There’s something very powerful about speaking out in unusual spaces. Miss Samoa is not commonly known as a platform for airing taboo subjects. And yet, Fruean chose to disrupt the usual focus on positivity knowing she would reach a huge audience; and perhaps more importantly, knowing she would reach a predominantly female audience. The high rates of sexual and gender-based violence are in part protected by a culture of silence and fear; open discussions about sexual consent are seen to run contrary to social norms.
Raising an issue, however, is not enough; finding solutions is harder. Judge 3 encouraged further reflection from Fruean, asking how these incidents of violence and abuse could be mediated in the village and through the village council keeping in mind the va, or the framework through which Samoan families and communities navigate their relationships and attribute ways of speaking and treatment.
How would you teach your sisters to, you know, approach [the va]? Because my concern is that we can’t continue putting people in victim support refuge homes … How do you use [the va] in the village because we can’t continue to, to put this solution in place which is actually separating families more.

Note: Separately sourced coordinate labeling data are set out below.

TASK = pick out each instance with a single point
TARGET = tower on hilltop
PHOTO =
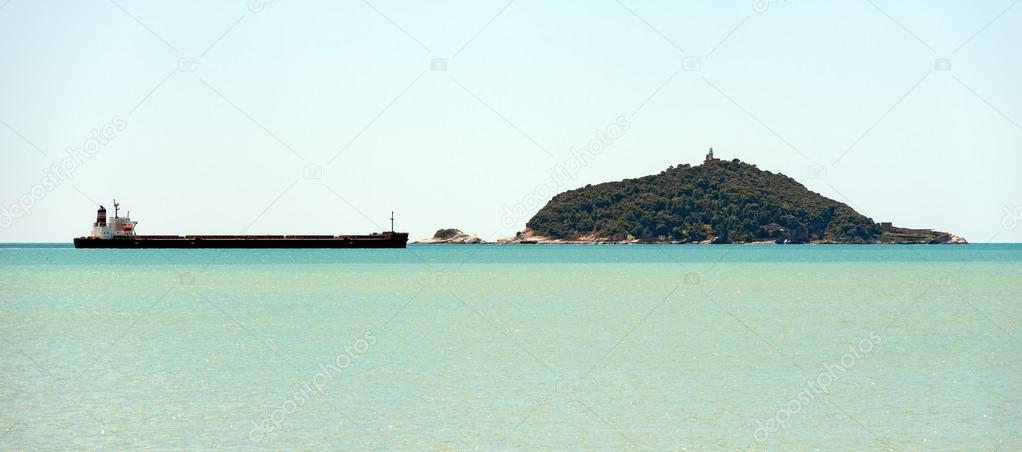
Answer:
(709, 155)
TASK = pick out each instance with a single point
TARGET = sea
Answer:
(512, 348)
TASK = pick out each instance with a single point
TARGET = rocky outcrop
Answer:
(451, 236)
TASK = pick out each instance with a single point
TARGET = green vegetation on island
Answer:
(718, 201)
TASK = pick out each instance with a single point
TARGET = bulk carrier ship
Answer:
(120, 233)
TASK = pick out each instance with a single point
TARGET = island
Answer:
(718, 201)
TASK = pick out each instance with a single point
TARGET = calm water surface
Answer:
(516, 348)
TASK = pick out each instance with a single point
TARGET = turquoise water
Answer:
(513, 348)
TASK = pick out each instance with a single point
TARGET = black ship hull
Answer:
(381, 240)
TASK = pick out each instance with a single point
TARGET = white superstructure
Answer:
(118, 227)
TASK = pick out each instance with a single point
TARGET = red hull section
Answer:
(380, 240)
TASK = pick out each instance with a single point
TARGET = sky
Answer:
(323, 117)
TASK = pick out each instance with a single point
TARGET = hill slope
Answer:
(719, 200)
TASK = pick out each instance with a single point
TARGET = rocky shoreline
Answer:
(451, 236)
(890, 235)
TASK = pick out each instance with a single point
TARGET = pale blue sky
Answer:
(228, 108)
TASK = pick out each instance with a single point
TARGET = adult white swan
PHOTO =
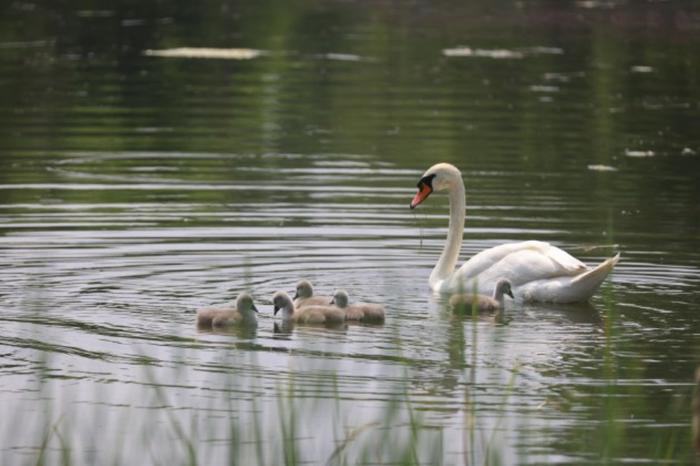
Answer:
(537, 270)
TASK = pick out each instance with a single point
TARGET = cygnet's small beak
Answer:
(423, 192)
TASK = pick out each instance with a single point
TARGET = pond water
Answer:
(137, 187)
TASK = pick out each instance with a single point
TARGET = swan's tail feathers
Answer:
(587, 283)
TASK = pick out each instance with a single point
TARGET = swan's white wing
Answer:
(551, 260)
(520, 263)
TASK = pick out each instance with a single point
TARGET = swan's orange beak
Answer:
(423, 192)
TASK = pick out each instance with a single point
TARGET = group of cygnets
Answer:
(304, 308)
(307, 308)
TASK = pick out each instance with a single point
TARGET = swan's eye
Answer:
(426, 181)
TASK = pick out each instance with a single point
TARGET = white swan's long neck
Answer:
(450, 254)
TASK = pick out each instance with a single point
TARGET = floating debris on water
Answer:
(500, 54)
(641, 69)
(602, 168)
(542, 88)
(340, 56)
(205, 52)
(639, 153)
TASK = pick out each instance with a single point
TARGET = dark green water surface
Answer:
(135, 188)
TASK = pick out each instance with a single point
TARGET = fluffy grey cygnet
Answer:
(363, 312)
(304, 296)
(465, 301)
(311, 314)
(242, 312)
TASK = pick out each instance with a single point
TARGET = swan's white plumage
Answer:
(537, 270)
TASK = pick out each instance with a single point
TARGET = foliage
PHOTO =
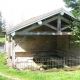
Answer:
(75, 24)
(2, 39)
(2, 23)
(36, 75)
(4, 78)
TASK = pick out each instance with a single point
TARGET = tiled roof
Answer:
(36, 19)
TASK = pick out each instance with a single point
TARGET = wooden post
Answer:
(13, 52)
(59, 24)
(9, 46)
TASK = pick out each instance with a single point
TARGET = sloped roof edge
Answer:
(37, 19)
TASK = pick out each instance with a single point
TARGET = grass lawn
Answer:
(36, 75)
(4, 78)
(2, 39)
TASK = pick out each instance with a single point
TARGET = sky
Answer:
(16, 11)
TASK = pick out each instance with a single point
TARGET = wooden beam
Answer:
(64, 28)
(52, 27)
(43, 33)
(31, 28)
(51, 19)
(65, 20)
(35, 33)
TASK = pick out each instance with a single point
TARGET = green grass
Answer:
(2, 39)
(4, 78)
(35, 75)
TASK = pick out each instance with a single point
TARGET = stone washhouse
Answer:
(40, 36)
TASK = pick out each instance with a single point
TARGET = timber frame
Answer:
(57, 21)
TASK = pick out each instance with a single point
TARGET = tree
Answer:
(2, 23)
(75, 25)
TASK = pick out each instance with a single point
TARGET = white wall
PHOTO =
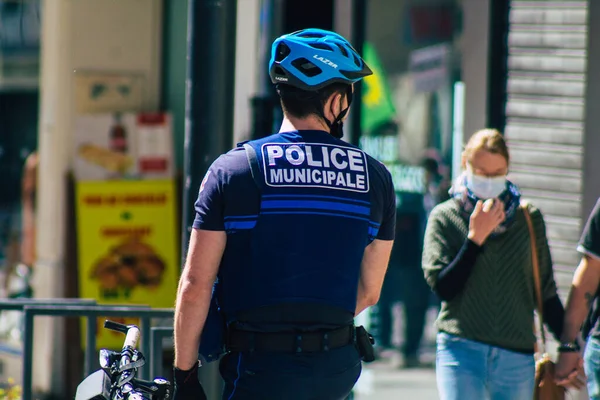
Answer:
(246, 67)
(108, 35)
(475, 47)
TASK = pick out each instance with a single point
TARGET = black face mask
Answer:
(336, 128)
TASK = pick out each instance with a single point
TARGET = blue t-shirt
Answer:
(228, 189)
(298, 214)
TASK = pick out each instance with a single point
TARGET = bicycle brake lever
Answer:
(108, 358)
(158, 387)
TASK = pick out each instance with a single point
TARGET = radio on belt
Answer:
(315, 165)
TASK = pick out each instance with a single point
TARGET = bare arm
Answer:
(372, 272)
(583, 290)
(194, 293)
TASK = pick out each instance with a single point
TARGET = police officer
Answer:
(296, 229)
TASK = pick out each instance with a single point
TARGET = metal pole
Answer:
(263, 104)
(359, 25)
(27, 355)
(91, 357)
(145, 345)
(209, 112)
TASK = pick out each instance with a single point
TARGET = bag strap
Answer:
(536, 273)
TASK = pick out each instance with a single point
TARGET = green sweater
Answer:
(497, 303)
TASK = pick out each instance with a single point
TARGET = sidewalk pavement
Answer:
(383, 381)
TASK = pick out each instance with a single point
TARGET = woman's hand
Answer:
(485, 218)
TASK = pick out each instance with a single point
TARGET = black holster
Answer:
(364, 343)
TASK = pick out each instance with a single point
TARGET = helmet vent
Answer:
(282, 52)
(310, 35)
(321, 46)
(344, 52)
(306, 67)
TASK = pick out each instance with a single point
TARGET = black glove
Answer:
(187, 386)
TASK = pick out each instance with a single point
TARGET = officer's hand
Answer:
(485, 218)
(187, 386)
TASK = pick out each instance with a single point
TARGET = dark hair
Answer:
(300, 103)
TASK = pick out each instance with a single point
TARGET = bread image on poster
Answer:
(129, 265)
(110, 160)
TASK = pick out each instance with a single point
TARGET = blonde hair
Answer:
(490, 140)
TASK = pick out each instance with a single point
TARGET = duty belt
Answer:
(290, 342)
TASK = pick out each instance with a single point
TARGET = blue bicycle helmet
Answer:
(311, 59)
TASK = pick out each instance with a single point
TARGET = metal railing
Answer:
(90, 310)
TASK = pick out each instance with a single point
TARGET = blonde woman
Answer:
(477, 258)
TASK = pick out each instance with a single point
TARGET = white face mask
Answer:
(484, 187)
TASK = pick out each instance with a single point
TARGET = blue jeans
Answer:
(468, 370)
(327, 375)
(591, 358)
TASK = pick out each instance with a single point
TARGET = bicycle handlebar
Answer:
(132, 332)
(132, 336)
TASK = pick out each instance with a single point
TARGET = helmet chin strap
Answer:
(336, 128)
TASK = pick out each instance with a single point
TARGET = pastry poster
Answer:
(128, 245)
(116, 146)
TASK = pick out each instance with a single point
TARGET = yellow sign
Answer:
(127, 245)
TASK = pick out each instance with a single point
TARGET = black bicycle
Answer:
(116, 379)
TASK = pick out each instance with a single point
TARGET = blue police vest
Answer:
(306, 243)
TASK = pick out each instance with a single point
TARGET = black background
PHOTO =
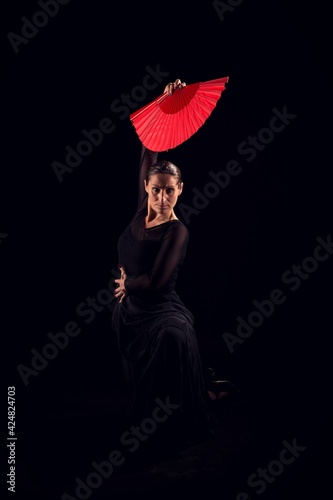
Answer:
(59, 239)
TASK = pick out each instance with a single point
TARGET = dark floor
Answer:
(250, 432)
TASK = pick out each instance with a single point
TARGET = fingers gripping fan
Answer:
(170, 120)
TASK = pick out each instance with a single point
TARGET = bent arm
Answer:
(147, 160)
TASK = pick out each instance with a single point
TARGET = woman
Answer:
(155, 330)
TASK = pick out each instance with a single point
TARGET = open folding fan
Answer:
(170, 120)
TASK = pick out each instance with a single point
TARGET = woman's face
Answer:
(163, 191)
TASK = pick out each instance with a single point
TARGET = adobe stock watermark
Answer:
(131, 439)
(249, 148)
(293, 278)
(262, 477)
(223, 8)
(59, 341)
(30, 27)
(122, 107)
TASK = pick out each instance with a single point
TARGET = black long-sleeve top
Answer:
(151, 256)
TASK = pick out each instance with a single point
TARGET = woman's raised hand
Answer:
(171, 87)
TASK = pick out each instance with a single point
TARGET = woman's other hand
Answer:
(171, 87)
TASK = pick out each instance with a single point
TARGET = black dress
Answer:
(156, 337)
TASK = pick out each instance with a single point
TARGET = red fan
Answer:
(170, 120)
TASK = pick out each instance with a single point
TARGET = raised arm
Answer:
(147, 160)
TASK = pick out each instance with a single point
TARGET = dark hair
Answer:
(164, 167)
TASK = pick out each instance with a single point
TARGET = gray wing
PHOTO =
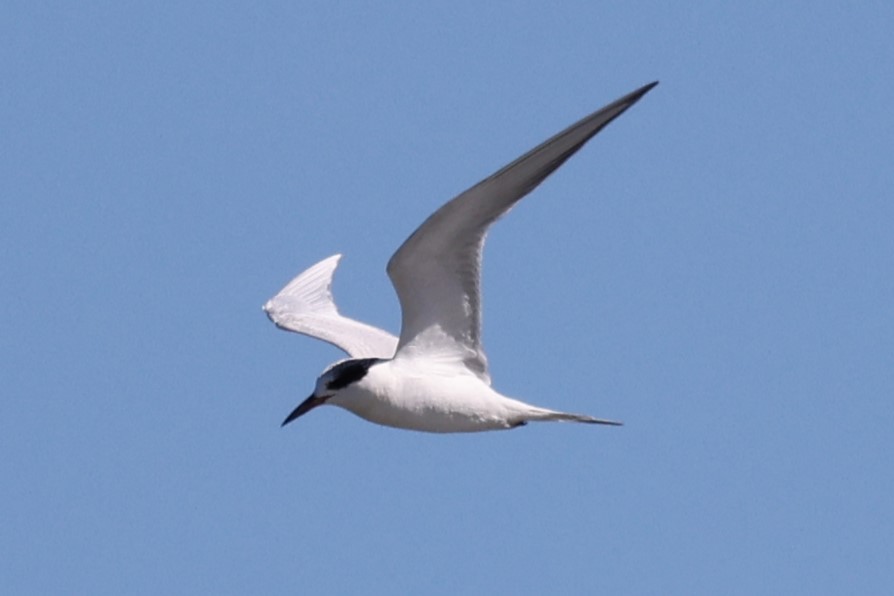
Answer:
(436, 271)
(306, 306)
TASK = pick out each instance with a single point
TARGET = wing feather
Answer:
(436, 271)
(306, 306)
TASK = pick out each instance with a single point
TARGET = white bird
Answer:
(434, 377)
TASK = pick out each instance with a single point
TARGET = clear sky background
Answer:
(716, 269)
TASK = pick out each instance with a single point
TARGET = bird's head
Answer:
(334, 378)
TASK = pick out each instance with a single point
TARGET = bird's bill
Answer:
(304, 407)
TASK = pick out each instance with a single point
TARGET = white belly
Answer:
(441, 404)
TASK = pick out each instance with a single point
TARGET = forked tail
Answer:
(551, 415)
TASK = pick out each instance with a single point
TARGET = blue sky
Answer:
(716, 269)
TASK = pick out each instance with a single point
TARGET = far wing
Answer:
(437, 271)
(306, 306)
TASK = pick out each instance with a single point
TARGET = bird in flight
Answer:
(434, 377)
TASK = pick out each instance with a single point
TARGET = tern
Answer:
(434, 377)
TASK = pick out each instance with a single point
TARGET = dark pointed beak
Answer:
(306, 406)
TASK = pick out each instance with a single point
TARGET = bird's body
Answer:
(434, 377)
(415, 396)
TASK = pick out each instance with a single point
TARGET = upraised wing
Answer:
(306, 306)
(437, 270)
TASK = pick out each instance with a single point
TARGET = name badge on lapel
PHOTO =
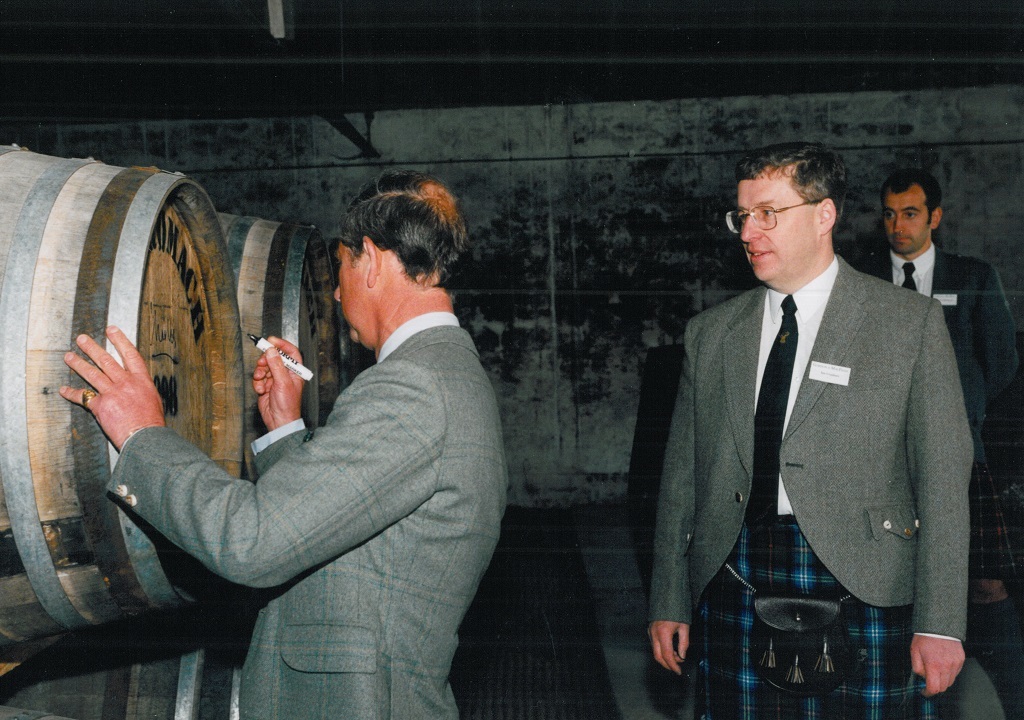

Almost as though she knew she would be asked this question, Fruean responded that she had been reading about the va. She acknowledged that cultural taboos required culturally appropriate solutions:
I would use the va to learn more about the knowledge we have around boundaries and the knowledge we also have around reconciliation and healing.
Rather than accepting the premise that crisis centres were not a viable solution, however, Fruean suggested a Samoan approach to rehabilitation; using the va to heal families, victims and perpetrators. She graciously concludes that she will “definitely continue to try and learn more”.
Fruen’s courage in bringing activism into the Miss Samoa pageant to raise a taboo subject signals an interesting shift in approach to tackling an endemic problem. It will take Pacific islanders having difficult conversations to eliminate the high incidence of gender-based violence across this region.